Flutter Entertainment has gotten torched over the last six months - since August 2025, its stock price has dropped 57.7% to $124.31 per share. This might have investors contemplating their next move.
Is now the time to buy Flutter Entertainment, or should you be careful about including it in your portfolio? Get the full breakdown from our expert analysts, it’s free.
Why Do We Think Flutter Entertainment Will Underperform?
Even though the stock has become cheaper, we don't have much confidence in Flutter Entertainment. Here are three reasons there are better opportunities than FLUT and a stock we'd rather own.
1. Long-Term Revenue Growth Disappoints
A company’s long-term sales performance can indicate its overall quality. Any business can put up a good quarter or two, but the best consistently grow over the long haul. Over the last five years, Flutter Entertainment grew its sales at a 29.3% compounded annual growth rate. Although this growth is acceptable on an absolute basis, it fell slightly short of our standards for the consumer discretionary sector, which enjoys a number of secular tailwinds.

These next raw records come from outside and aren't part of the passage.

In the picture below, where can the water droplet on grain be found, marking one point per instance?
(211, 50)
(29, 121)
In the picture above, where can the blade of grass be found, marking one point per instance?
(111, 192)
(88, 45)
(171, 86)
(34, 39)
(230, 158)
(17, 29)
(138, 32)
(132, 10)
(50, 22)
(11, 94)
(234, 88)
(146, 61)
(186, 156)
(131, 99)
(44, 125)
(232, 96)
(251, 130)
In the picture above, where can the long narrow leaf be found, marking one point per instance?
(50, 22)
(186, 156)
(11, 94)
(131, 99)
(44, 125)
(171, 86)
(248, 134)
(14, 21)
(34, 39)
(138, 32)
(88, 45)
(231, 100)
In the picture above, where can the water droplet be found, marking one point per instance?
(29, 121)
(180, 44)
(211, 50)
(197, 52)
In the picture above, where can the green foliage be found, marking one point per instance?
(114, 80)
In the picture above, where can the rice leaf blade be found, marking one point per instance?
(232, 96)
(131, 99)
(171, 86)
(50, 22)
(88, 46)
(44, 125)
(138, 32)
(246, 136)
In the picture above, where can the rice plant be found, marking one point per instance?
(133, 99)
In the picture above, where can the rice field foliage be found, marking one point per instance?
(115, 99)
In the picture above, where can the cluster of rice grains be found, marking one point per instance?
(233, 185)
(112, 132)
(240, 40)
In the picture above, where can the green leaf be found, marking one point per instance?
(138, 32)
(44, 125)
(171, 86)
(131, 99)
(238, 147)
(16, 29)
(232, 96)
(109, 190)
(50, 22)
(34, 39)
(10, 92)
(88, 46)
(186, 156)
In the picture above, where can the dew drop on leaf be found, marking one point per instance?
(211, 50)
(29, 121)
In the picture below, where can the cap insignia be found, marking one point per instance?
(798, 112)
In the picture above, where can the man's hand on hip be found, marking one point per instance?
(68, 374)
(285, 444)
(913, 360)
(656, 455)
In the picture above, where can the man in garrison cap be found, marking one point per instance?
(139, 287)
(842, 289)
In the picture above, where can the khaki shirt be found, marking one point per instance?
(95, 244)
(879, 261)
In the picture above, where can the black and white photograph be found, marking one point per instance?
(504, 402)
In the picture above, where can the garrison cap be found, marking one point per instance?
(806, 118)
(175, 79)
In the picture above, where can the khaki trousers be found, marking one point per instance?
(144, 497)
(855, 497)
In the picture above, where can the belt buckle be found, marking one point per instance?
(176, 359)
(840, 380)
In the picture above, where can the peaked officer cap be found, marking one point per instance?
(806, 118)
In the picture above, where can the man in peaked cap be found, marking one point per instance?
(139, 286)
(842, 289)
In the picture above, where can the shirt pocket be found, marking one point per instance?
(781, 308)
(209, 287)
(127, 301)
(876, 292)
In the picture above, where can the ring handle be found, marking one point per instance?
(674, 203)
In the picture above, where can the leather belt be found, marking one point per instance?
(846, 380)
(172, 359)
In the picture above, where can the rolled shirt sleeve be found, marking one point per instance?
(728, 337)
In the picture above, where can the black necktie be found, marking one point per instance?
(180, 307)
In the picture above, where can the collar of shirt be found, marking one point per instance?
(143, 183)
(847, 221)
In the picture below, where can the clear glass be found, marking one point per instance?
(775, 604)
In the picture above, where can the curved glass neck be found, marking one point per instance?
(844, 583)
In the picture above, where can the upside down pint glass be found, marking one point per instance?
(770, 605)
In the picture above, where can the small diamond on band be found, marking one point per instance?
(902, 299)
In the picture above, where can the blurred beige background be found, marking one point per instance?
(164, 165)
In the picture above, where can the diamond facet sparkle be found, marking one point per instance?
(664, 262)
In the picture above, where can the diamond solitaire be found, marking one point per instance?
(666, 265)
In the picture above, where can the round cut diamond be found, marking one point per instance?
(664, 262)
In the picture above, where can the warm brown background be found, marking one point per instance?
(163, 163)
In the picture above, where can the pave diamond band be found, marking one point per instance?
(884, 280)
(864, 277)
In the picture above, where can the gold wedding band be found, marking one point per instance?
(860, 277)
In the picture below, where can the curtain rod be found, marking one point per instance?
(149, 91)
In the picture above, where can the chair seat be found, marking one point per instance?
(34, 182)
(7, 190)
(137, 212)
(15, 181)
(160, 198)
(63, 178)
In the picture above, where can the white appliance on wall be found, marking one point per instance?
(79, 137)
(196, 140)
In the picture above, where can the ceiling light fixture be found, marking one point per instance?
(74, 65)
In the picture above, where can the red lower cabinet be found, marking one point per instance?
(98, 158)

2. Projected Free Cash Flow Gains to Pump Profits
If you’ve followed StockStory for a while, you know we emphasize free cash flow. Why, you ask? We believe that in the end, cash is king, and you can’t use accounting profits to pay the bills.
Over the next year, analysts predict Flutter Entertainment’s cash conversion will slightly improve. Their consensus estimates imply its free cash flow margin of 5.4% for the last 12 months will increase to 7.5%, it options for capital deployment (investments, share buybacks, etc.).
3. New Investments Bear Fruit as ROIC Jumps
ROIC, or return on invested capital, is a metric showing how much operating profit a company generates relative to the money it has raised (debt and equity).
We like to invest in businesses with high returns, but the trend in a company’s ROIC is what often surprises the market and moves the stock price. On average, Flutter Entertainment’s ROIC increased by 2 percentage points annually each year over the last few years. This is a good sign, and we hope the company can continue improving.
Final Judgment
We see the value of companies helping consumers, but in the case of Flutter Entertainment, we’re out. Following the recent decline, the stock trades at 16.2× forward P/E (or $124.31 per share). While this valuation is reasonable, we don’t see a big opportunity at the moment. There are more exciting stocks to buy at the moment. We’d recommend looking at one of our top software and edge computing picks.